According to 60 Okl.St.Ann.§ 7(2013),
A thing is deemed to be affixed to land when it is attached to it by roots, as in the case of trees, vines or shrubs, or embedded in it, as in the case of walls, or permanently resting upon it, as in the case of buildings, or permanently attached to what is thus permanent, as by means of cement, plaster, nails, bolts or screws.
In essence, a fixture is an item that is attached to the land in a manner that it accedes to the land, thus becoming a part of the land and the owner’s property.
According to the statutes, affixation to the land is a form of a permanent fixture. However, there are components that determine permanency. Tolle v. Vandenburg (1915) elaborates that objects that are only bound by weight to the property are prima facie considered personalty and not realty. It is the responsibility of the contender to prove that the degree of fixation was permanent and that a certain part of the property was not owned by the tenant.

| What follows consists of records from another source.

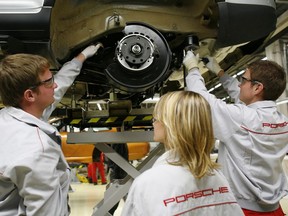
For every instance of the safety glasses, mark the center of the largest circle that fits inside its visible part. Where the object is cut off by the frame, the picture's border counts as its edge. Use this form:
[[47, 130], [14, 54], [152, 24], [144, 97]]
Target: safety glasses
[[47, 83]]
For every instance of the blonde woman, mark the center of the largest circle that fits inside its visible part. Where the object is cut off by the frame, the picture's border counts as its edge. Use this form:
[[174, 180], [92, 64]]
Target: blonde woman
[[184, 180]]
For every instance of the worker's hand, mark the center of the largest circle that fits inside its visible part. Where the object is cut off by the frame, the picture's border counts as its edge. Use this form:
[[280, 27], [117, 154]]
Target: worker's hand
[[91, 50], [191, 60], [213, 65]]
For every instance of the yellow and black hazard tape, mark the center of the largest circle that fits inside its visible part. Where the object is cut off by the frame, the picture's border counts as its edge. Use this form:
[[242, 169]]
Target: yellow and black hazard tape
[[111, 120]]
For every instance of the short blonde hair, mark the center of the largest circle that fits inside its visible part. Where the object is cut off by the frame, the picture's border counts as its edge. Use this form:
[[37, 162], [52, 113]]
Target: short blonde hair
[[19, 72], [187, 121]]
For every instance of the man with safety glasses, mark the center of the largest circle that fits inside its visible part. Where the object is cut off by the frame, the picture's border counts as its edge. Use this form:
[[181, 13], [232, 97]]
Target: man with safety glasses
[[253, 134], [34, 175]]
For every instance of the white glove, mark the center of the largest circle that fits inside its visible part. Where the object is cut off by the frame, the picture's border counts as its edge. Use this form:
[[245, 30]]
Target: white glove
[[213, 65], [190, 60], [91, 50]]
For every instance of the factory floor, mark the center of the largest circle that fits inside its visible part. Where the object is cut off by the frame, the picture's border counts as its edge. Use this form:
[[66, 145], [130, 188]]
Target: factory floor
[[85, 196]]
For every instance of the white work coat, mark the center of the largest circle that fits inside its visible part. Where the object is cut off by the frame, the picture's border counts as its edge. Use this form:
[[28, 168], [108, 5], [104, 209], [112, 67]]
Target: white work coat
[[172, 190], [34, 175], [253, 143]]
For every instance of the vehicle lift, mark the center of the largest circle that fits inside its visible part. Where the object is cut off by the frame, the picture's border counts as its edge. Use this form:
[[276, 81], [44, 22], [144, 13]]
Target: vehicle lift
[[117, 189]]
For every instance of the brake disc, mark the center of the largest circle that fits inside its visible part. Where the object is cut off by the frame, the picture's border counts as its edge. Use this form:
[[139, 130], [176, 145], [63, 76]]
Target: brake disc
[[142, 59]]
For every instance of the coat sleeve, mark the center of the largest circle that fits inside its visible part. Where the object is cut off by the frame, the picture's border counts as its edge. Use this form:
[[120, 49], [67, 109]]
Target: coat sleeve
[[64, 79], [226, 117], [40, 182]]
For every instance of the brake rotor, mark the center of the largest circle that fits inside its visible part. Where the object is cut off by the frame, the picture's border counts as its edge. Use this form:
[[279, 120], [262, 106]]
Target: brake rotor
[[142, 59]]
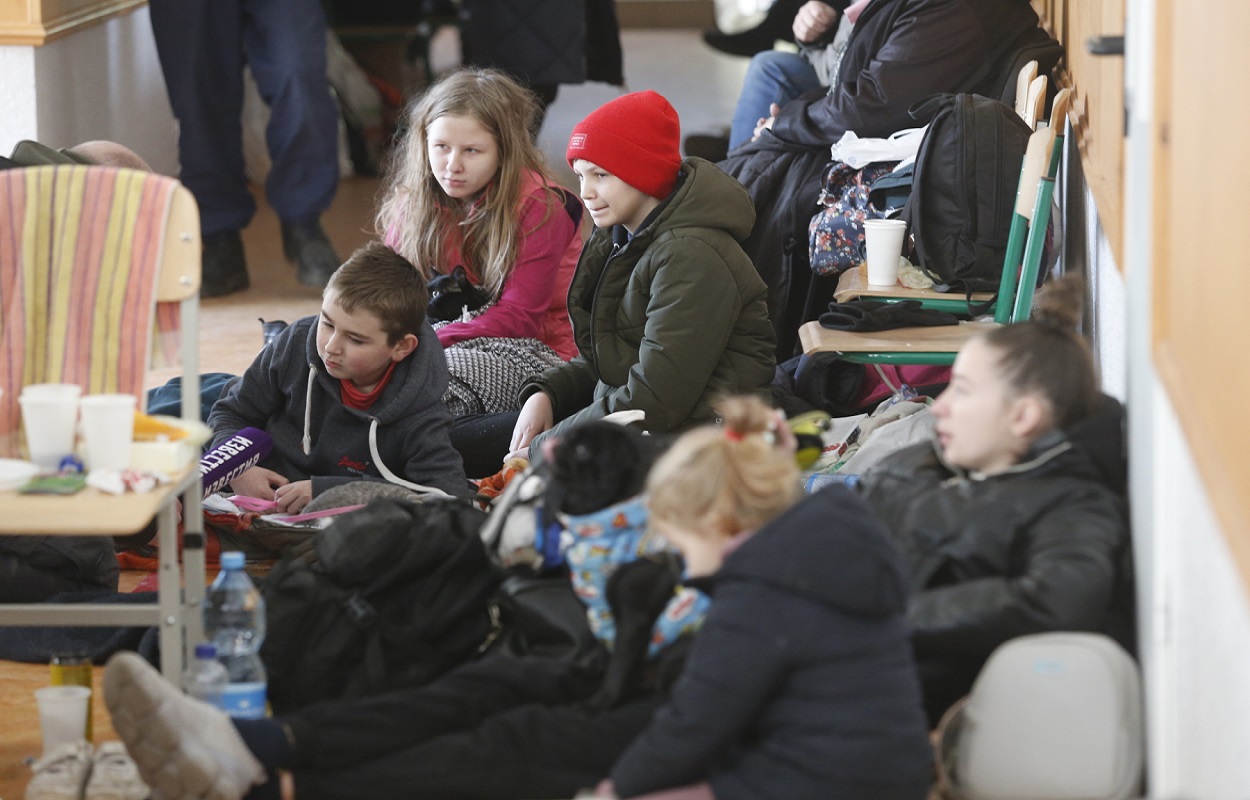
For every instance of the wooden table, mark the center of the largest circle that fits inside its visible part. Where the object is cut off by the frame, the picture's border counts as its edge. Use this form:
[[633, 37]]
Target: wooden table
[[853, 285], [94, 513]]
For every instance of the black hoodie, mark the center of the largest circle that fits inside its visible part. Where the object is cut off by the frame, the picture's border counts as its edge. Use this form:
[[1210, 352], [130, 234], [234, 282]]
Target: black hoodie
[[800, 683]]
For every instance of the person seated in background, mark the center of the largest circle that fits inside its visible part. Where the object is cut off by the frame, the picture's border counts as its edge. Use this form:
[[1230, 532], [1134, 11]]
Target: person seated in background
[[354, 393], [1006, 524], [763, 36]]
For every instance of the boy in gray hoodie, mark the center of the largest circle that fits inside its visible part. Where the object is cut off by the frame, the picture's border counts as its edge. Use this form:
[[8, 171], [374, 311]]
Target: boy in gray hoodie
[[354, 393]]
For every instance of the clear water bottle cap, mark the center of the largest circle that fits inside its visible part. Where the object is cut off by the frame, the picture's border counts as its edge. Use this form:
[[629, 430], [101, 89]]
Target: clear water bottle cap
[[206, 650]]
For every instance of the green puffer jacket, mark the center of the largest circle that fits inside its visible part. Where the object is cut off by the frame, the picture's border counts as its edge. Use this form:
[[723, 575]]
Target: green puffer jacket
[[669, 320]]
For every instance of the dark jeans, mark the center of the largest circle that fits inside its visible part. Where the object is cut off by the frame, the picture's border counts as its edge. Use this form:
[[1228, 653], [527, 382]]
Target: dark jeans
[[483, 440], [203, 46], [529, 751]]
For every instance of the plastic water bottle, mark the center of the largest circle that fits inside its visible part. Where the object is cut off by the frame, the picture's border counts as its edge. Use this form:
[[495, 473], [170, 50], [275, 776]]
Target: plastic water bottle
[[205, 679], [234, 620]]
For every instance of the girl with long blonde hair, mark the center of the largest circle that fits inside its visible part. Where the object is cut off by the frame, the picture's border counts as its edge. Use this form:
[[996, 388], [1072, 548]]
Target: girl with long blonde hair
[[469, 188]]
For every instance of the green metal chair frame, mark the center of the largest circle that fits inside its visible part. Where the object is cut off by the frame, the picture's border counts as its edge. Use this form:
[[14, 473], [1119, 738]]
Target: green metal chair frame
[[1019, 226], [1020, 268]]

Ms. T’s session and the installation invoice facilitate the first test of property fixtures. The statutes indicate the need for a permanent form of attachment of the object. In this regard, it appears that Ms. T. had the tub installed on its own feet and without any permanent forms of attachment to the flooring. The plaster, screws, and bolts were only applied to the piping to ensure it remained functional after its redirection to the tub. According to Mortgage Bond Co. et al. v. Stephens (1937), actual annexation must be of a permanent character. While one may contend that the piping is part of the building and its connection to the tub makes it a fixture, the tub fails the test of actual annexation.

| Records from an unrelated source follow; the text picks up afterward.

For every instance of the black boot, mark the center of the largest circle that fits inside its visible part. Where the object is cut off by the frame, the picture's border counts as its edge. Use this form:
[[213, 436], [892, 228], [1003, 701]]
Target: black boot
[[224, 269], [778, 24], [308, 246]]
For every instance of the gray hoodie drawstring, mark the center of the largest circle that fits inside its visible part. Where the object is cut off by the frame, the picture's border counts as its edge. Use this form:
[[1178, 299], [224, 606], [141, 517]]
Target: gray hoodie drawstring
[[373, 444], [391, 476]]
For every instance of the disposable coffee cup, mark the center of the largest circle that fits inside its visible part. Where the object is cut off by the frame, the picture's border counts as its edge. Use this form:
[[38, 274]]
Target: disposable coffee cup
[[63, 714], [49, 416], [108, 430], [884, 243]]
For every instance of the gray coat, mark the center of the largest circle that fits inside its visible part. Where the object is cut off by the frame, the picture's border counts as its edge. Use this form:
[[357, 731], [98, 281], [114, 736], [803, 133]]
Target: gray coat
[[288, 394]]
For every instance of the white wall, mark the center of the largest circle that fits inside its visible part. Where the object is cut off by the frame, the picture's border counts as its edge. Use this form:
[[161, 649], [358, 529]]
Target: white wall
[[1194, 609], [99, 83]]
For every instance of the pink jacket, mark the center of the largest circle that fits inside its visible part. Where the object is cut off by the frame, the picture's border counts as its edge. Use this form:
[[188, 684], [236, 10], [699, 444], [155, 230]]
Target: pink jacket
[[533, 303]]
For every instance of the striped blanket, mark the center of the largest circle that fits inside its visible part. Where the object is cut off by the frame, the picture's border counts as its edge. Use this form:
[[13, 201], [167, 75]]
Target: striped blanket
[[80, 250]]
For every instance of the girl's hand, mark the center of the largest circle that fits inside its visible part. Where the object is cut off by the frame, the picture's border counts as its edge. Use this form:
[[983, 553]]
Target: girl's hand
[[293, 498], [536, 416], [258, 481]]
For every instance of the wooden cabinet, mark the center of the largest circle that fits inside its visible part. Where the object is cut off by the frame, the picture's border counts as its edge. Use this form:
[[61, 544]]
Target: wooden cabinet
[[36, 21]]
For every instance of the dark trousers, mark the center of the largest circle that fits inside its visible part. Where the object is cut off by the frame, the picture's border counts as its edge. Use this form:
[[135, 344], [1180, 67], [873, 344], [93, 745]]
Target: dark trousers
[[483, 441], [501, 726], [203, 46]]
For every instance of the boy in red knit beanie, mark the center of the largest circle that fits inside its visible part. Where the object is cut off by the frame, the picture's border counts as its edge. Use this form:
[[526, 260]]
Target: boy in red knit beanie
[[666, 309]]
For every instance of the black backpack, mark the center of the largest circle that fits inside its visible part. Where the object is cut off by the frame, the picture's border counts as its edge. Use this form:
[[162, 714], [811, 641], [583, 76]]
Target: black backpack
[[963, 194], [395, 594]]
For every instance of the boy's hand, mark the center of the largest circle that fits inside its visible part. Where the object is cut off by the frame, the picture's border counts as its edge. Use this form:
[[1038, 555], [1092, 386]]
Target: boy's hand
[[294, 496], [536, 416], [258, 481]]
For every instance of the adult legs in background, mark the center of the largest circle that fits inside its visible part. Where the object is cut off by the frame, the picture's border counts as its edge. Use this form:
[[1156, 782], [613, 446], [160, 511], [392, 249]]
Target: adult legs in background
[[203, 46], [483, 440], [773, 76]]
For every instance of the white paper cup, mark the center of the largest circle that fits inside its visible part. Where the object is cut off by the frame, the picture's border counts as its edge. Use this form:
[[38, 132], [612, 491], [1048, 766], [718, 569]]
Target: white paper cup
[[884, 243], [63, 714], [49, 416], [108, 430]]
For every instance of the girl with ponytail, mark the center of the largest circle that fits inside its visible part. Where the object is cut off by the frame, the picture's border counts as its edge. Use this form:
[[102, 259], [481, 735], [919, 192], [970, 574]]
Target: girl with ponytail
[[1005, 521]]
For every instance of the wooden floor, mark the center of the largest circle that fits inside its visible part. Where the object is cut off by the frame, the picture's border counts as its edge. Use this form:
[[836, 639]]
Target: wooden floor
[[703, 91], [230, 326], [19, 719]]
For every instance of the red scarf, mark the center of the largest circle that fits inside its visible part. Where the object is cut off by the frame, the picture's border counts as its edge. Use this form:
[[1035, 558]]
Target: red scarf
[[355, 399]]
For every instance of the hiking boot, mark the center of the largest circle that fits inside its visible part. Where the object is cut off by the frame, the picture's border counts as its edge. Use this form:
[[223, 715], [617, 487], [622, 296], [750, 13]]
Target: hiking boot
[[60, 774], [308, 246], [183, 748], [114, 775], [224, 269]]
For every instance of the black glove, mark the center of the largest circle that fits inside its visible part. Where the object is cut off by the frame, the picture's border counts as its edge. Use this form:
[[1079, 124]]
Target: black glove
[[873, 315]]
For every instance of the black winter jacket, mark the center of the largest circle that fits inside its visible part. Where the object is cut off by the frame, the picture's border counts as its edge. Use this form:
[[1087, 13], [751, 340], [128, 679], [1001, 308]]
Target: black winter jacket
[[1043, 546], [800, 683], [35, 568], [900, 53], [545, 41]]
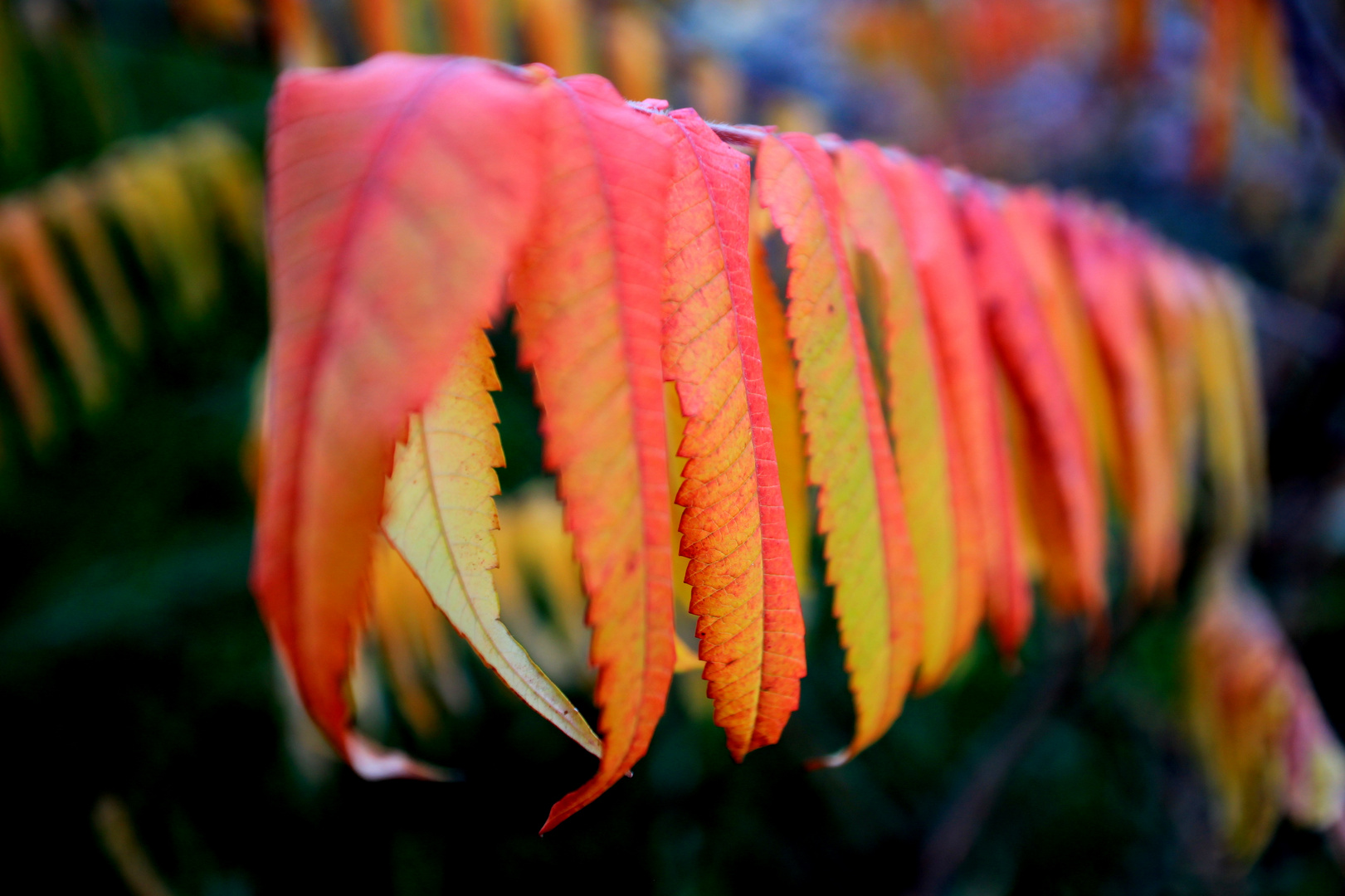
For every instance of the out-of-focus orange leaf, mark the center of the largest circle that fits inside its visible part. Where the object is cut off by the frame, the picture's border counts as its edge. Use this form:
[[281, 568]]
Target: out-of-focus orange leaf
[[22, 373], [1067, 498], [634, 47], [1254, 718], [1107, 265], [554, 34], [471, 27], [379, 25], [74, 212], [1217, 89], [963, 350], [1173, 288], [1032, 221], [782, 393], [299, 42]]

60 Okl.St.Ann. § 7 elaborates the role of the intention of the owner during installation in determining whether an object is a fixture or chattel. However, the statute elaborates that the intent is not merely the owner’s intentions but also the outcomes inferred from the nature of installation (Mortgage Bond Co. et al. v. Stephen). Thus, reviewing the nature of installation makes it clear that the owner had little intention to make the fixture permanent. They could have had the tub installed into the tiled floor, but they chose to have it stand on legs instead. Like in United Benefit Life Insurance Co. v. Norman Lumber Company (1971), the tenant only connected the item to the building in ways that were necessary. The tub was connected to the building through the piping; evidently, there were no alternative means of connecting the tub to the water supply. The invoice expressly indicates that the tub was not attached to the wall or floor, and it was left standing free in the middle of the floor. Thus, according to the Oklahoma statute, the intention of the owner could not have been to make the tub a permanent fixture in the building.

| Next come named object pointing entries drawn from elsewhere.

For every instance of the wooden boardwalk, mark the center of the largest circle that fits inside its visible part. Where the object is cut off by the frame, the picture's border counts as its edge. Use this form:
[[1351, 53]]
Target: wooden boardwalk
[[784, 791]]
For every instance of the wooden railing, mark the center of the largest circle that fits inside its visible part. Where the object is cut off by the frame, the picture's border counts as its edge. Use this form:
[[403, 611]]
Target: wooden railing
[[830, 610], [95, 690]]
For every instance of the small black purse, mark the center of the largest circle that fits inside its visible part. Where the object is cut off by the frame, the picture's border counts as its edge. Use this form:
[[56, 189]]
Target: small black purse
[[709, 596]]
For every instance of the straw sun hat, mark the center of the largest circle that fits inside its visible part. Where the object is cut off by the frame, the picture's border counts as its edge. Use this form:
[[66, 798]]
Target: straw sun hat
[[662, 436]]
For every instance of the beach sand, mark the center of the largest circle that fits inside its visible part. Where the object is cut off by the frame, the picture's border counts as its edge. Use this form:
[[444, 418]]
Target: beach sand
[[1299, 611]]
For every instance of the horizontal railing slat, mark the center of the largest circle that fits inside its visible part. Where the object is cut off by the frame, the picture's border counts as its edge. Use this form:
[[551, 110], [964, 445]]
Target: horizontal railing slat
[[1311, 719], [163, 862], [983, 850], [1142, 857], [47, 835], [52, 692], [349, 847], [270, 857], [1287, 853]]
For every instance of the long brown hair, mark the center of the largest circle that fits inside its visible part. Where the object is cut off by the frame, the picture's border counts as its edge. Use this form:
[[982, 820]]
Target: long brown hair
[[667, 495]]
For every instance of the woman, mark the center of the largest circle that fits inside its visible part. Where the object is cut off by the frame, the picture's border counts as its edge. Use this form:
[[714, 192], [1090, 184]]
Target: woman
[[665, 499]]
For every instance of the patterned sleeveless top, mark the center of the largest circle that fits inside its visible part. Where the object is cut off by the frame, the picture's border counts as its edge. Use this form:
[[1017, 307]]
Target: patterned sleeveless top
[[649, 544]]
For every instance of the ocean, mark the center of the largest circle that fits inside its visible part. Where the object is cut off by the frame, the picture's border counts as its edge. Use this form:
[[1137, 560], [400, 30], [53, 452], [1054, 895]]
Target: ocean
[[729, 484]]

In addition, Mortgage Bond Co. et al. v. Stephens (1937) states the purpose for which a fixture is installed and the role it plays in determining its permanency. Any indispensable installation becomes reality when installing in a building. However, in Ms. T’s case, the tub is not an indispensable asset, especially because it is located in the middle of the seating area. There is another bathroom in the same house, implying that the tub was installed for the purposes of Ms. T’s luxury only. Ms. T. also explains that she only installed the bathtub because she was excited at the prospect of relaxing in it within her sitting area. Thus, as the installation of the bathtub was not indispensable for Ms. T’s activities, she did not intend to make it a permanent part of the building.
Ms. T’s bathtub was not a permanent fixture in the apartment, and it cannot be considered a reality by the landlord. The analysis of the installation invoice and her interview reveals that the tub was not fixed to the floor or walls by any permanent means. The only connection to the building it had was through the pipes, which were a necessity in order for the tub to function. According to the interview, Ms. T. did not install the tub because it was an absolute necessity in the house. She was only seeking additional luxury, and the bathtub did not become an indispensable asset in the seating area. Therefore, while she may not have communicated her intention to the owner, Ms. T. could not possibly have intended her installation to become an integral part of the building.